A calmaria do campo esconde tempestades humanas na nova temporada de “Os outros”
A intolerância chega ao campo. Confira a análise da 3ª temporada de "Os Outros", gravada na Serra da Mantiqueira, com Adriana Esteves e Lázaro Ramos no Globoplay.
Deixar o barulho da cidade para trás e buscar recomeço em meio ao silêncio da natureza parece, à primeira vista, um convite à paz. Mas a terceira temporada de Os Outros prova justamente o contrário: longe do caos urbano, a intolerância continua a florescer — agora em um cenário ainda mais imprevisível.
Protagonizada por Adriana Esteves e Lázaro Ramos, a trama acompanha personagens movidos por um desejo comum: recomeçar. No entanto, o que encontram não é redenção, mas um território marcado por conflitos, ressentimentos e ameaças constantes. A natureza exuberante dá lugar a um verdadeiro campo minado emocional, onde qualquer faísca pode desencadear confrontos explosivos.
Segundo o roteirista Lucas Paraizo, a mudança de cenário não suaviza os embates — apenas os transforma. “A intolerância continua marcando as relações”, afirma. Já a diretora Luisa Lima destaca que a ida para o ambiente rural amplia não só o espaço físico, mas também a tensão dramática, explorando novas possibilidades visuais e narrativas.
A temporada marca o retorno de Cibele, personagem de Adriana Esteves, agora sob nova identidade, em fuga após eventos traumáticos envolvendo o filho.

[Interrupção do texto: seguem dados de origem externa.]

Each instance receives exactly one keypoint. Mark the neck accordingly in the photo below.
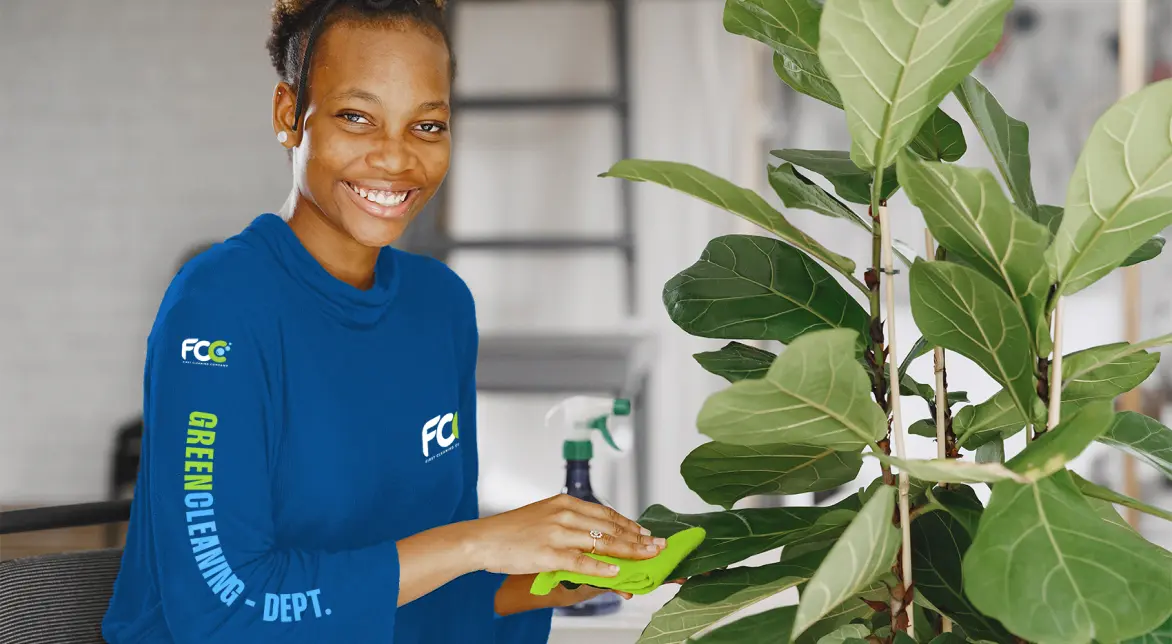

Sua jornada cruza, em uma estrada na Serra da Mantiqueira, com a de Roberto, vivido por Lázaro Ramos — um homem que, após décadas de carreira, vê sua vida desmoronar e decide começar do zero no campo. Dois destinos em busca de redenção que se entrelaçam desde o primeiro episódio.
O elenco afiado é um dos pontos altos da produção. Além dos protagonistas, nomes como Carol Duarte, Bruno Garcia e Mariana Lima reforçam a densidade dramática, enquanto a veterana Docy Moreira se destaca em cenas marcantes, como o conflito envolvendo um inesperado atropelamento de um ganso — episódio que sintetiza o tom insólito e tenso da narrativa.
Visualmente, a série também se reinventa. Gravada em locações naturais no interior, a produção aposta em enquadramentos sofisticados e evita soluções óbvias. A diretora assume influências de cineastas como Andrei Tarkovski e Terrence Malick, trazendo um olhar mais contemplativo — ainda que a contemplação rapidamente dê lugar ao desconforto.
A terceira temporada reforça uma tradição narrativa que transforma o campo em palco de violência e tensão, dialogando com obras como Sob o Domínio do Medo e Amargo Pesadelo, além do recente As Bestas. No Brasil, a série também ecoa temas de Onde Nascem os Fortes, ao explorar conflitos entre moradores locais e forasteiros.
Disponível no Globoplay a partir de 9 de abril, a temporada final da chamada “trilogia da intolerância” chega com quatro episódios iniciais, seguidos por novos blocos nos dias 16 e 23. Mais do que encerrar um ciclo, a série consolida seu retrato ácido da sociedade brasileira, abordando medos, preconceitos e rupturas em diferentes contextos — do condomínio urbano ao isolamento rural.
Sem garantir um desfecho definitivo para a história, Lucas Paraizo resume o impacto da obra: uma reflexão incômoda, porém necessária, sobre a convivência humana. Afinal, mudar de cenário não basta — quando o conflito está nas pessoas, ele sempre encontra um novo lugar para florescer.